First came a 0-17 to 1-9 win over Carlow in Dr Cullen Park and then a 1-14 to 1-9 triumph over Leitrim in Cusack Park. “Tús maith,” said Páidí hopefully — alas the rest of the old Irish proverb that said “leath na hoibre” never came to pass.

These early victories were as good as it got — in the league and in anything. Instead of being a launchpad to build up a head of steam and challenge for promotion before carrying onto championship, it all began to unravel.

“The defeat to Offaly in Tullamore was the one,” remembered Michael McDonagh. “Had we won that day, we could have been in the promotion mix, but the defeat knocked us back a lot and it kind of fell apart after that”.

The only other league victory was against London, while the 1-6 to 0-7 defeat to Waterford in the Munster Championship was the nadir — it was the Deise’s first win in the championship in 19 years.

20 May 2007; Clare manager Paudie O'Shea leaves the field after the final against Waterford. Bank of Ireland Munster Senior Football Championship Quarter-Final, Waterford v Clare, Fraher Field, Dungarvan, Co. Waterford. Picture credit: Matt Browne / SPORTSFILE

“It didn’t help that there was no back door that year,” said McDonagh, “because maybe then we might have lifted it, but the Tommy Murphy Cup didn’t do it for Páidí. Anyway, Clare had won it in 2004, and the Tommy Murphy Cup wasn’t going to do it for Clare.”

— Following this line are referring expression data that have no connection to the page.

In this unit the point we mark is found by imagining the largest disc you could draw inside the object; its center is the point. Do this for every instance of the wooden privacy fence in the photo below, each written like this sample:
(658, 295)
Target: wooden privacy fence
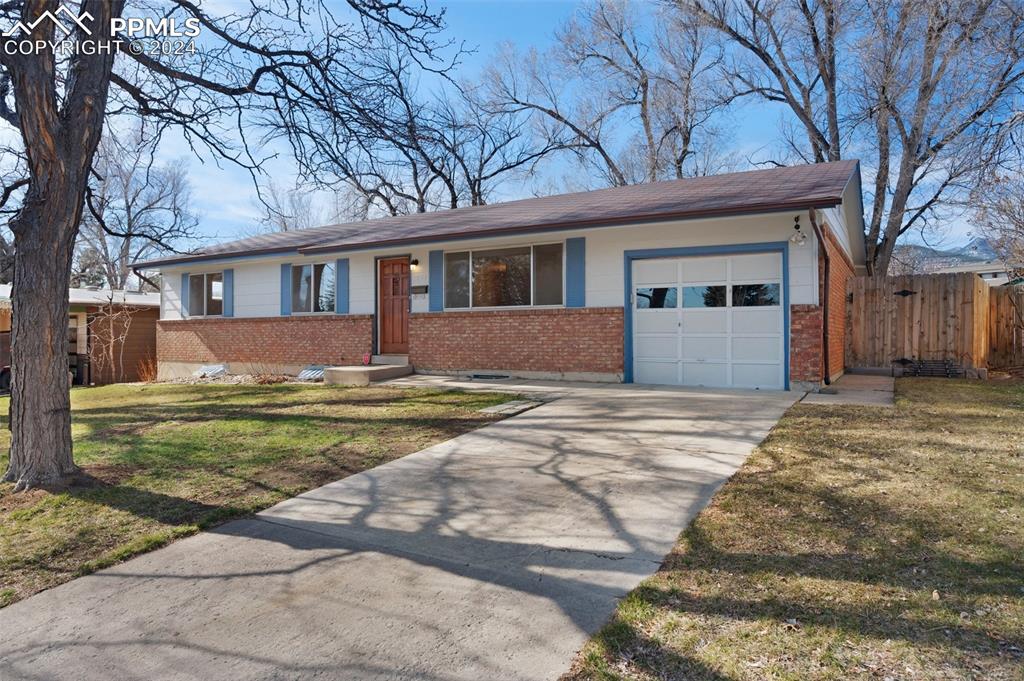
(1006, 327)
(918, 317)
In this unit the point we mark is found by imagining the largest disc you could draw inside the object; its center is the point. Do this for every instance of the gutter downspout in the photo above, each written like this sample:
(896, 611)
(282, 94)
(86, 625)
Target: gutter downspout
(145, 279)
(824, 296)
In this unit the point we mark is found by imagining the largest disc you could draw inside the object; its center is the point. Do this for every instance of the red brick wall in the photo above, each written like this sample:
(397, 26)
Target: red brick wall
(139, 344)
(570, 340)
(806, 353)
(286, 340)
(841, 269)
(805, 343)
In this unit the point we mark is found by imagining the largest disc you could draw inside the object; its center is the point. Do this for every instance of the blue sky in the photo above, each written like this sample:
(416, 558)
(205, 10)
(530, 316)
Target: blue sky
(225, 197)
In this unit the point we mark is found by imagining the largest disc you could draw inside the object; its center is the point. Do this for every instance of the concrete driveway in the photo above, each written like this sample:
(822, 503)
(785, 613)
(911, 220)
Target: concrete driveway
(491, 556)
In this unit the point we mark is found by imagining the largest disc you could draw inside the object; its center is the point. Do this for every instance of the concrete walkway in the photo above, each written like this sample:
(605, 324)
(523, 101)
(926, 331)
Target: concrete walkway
(491, 556)
(857, 390)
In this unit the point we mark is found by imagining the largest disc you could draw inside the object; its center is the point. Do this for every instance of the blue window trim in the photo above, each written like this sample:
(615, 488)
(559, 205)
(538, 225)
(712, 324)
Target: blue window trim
(732, 249)
(576, 271)
(286, 289)
(341, 286)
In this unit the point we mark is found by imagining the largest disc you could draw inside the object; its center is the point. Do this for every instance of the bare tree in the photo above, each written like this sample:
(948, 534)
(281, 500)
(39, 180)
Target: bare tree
(110, 327)
(288, 209)
(428, 151)
(256, 76)
(137, 209)
(999, 217)
(607, 75)
(925, 88)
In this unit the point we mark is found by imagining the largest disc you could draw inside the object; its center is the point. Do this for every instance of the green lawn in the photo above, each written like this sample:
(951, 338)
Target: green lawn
(165, 461)
(855, 543)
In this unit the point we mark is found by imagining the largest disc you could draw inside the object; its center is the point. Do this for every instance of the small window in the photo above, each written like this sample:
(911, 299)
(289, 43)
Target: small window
(501, 278)
(214, 294)
(548, 274)
(656, 298)
(206, 294)
(324, 284)
(457, 280)
(312, 288)
(755, 295)
(704, 296)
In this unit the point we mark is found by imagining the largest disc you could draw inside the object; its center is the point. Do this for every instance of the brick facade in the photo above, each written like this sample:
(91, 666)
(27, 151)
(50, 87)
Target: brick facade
(841, 271)
(805, 343)
(587, 340)
(806, 351)
(138, 344)
(276, 340)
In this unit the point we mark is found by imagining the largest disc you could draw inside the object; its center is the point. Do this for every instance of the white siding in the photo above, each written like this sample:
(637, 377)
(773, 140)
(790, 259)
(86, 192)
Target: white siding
(257, 283)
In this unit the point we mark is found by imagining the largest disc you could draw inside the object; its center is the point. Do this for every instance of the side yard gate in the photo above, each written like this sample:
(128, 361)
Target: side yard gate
(894, 321)
(1006, 327)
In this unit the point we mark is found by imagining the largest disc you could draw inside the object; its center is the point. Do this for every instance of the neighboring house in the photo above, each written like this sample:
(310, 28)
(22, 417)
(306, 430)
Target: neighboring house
(992, 271)
(99, 355)
(691, 282)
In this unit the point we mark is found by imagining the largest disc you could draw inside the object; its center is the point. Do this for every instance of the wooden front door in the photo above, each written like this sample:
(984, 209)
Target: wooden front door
(393, 306)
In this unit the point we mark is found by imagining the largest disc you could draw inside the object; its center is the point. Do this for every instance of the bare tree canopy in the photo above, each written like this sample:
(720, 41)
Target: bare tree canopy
(609, 73)
(254, 78)
(135, 209)
(924, 91)
(999, 217)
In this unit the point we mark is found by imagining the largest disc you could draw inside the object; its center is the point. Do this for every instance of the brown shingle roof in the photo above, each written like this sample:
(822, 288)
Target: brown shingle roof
(818, 185)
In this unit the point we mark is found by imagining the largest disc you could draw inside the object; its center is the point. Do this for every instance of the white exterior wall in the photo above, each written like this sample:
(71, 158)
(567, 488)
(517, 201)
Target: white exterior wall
(257, 282)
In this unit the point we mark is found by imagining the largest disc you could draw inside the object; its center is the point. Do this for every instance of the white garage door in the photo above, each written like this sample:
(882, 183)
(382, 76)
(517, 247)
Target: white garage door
(714, 321)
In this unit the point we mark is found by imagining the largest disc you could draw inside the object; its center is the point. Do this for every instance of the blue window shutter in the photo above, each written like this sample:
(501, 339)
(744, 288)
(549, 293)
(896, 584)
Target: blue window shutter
(228, 293)
(286, 289)
(341, 286)
(436, 288)
(184, 294)
(576, 272)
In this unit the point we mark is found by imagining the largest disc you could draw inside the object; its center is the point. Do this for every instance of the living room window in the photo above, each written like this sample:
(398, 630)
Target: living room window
(312, 288)
(206, 294)
(519, 277)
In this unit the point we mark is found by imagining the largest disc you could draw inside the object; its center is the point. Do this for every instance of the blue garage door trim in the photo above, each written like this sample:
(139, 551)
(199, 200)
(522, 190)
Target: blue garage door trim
(732, 249)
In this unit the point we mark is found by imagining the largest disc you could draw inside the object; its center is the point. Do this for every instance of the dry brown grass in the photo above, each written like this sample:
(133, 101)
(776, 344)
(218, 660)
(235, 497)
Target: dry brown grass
(855, 543)
(164, 461)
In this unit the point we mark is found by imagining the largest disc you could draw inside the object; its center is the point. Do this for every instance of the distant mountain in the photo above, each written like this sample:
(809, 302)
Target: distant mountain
(913, 257)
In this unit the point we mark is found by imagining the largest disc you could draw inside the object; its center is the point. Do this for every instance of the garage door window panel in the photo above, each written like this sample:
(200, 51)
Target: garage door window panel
(756, 295)
(656, 297)
(206, 294)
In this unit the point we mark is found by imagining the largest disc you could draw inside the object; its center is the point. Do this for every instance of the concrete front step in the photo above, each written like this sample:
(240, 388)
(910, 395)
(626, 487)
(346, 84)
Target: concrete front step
(395, 359)
(364, 375)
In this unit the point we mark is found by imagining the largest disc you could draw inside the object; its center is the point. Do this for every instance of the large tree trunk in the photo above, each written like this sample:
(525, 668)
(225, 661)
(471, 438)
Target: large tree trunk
(40, 407)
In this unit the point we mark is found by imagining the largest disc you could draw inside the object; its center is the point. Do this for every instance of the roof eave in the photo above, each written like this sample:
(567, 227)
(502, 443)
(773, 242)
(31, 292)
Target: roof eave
(580, 224)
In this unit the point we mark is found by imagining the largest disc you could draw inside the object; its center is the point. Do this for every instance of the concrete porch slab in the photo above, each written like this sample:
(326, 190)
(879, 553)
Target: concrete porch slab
(857, 390)
(364, 375)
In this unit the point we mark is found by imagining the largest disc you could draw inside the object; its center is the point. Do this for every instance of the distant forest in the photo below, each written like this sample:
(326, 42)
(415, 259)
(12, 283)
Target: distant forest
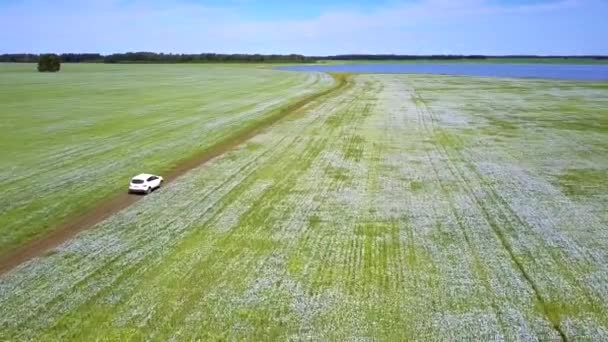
(151, 57)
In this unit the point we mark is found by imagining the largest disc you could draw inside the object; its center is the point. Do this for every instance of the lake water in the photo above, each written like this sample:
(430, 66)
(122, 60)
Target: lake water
(586, 72)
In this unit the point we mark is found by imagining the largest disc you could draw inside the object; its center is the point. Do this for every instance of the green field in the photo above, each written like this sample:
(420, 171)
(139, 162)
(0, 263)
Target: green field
(76, 137)
(399, 207)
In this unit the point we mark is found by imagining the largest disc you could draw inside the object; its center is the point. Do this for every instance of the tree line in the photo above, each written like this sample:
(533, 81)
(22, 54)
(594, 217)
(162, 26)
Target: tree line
(152, 57)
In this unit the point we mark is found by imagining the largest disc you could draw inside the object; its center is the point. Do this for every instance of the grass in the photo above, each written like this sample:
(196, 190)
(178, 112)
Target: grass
(74, 138)
(391, 210)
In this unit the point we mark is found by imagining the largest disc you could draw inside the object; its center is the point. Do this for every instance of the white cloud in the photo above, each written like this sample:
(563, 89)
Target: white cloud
(427, 26)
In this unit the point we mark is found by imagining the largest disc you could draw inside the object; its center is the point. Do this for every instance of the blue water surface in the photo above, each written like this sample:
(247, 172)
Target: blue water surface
(584, 72)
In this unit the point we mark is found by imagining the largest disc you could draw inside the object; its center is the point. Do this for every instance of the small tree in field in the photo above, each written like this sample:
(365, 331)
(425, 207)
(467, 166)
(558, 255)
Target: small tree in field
(49, 62)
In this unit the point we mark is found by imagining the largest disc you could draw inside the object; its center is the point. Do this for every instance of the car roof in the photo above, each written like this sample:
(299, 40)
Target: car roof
(143, 176)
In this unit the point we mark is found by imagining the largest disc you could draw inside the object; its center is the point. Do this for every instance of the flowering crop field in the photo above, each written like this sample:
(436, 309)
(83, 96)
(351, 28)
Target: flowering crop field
(399, 208)
(69, 140)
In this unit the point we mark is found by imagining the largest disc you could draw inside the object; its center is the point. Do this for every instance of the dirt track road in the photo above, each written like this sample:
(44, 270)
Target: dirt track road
(69, 229)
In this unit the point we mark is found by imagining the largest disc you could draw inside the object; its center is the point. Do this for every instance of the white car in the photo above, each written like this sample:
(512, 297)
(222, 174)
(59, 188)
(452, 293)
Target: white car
(145, 183)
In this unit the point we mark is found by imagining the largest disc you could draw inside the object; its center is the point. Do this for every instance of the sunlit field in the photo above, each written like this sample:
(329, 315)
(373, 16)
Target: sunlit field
(398, 208)
(72, 139)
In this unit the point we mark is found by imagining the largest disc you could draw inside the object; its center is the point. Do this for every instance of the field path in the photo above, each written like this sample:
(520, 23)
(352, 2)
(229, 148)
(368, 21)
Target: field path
(69, 229)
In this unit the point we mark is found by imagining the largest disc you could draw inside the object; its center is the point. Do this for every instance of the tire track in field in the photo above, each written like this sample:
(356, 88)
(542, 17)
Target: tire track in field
(500, 234)
(476, 258)
(70, 228)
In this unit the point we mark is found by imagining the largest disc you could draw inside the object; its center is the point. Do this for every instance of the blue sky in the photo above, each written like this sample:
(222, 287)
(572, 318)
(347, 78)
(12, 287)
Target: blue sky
(311, 27)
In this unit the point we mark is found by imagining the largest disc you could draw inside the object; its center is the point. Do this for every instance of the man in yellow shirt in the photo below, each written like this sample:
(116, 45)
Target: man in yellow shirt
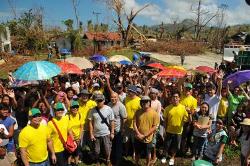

That’s why when Antrim turned them over in the semi-final, you knew Páidí was walking the line for the last time.

Páidí Ó Sé on his final match in intercounty management v Antrim. Photo by Joe O Muircheartaigh

“I believe that you need somebody from within the county at the moment,” he said as he departed Clare after just eight months.

It had come to this after all the hope that floated from that rendezvous with Páidí in Ard an Bhóthair.

Hope that even prompted an anonymous letter to the offices of The Clare People newspaper with the following football prayer:

“Our Páidí who art from Ventry, hallowed be thy name, thy Banner come, thy will be done, in Clare as it is in Kerry. Give us this day our Munster Cup, and forgive our doubters, as we forgive those who lose against us, and lead us not into temptation, but deliver us Sam. Amen.”

A prayer that went unanswered!

Not that this footnote was ever going to take from everything that had gone before in Páidí's larger-than-life football story.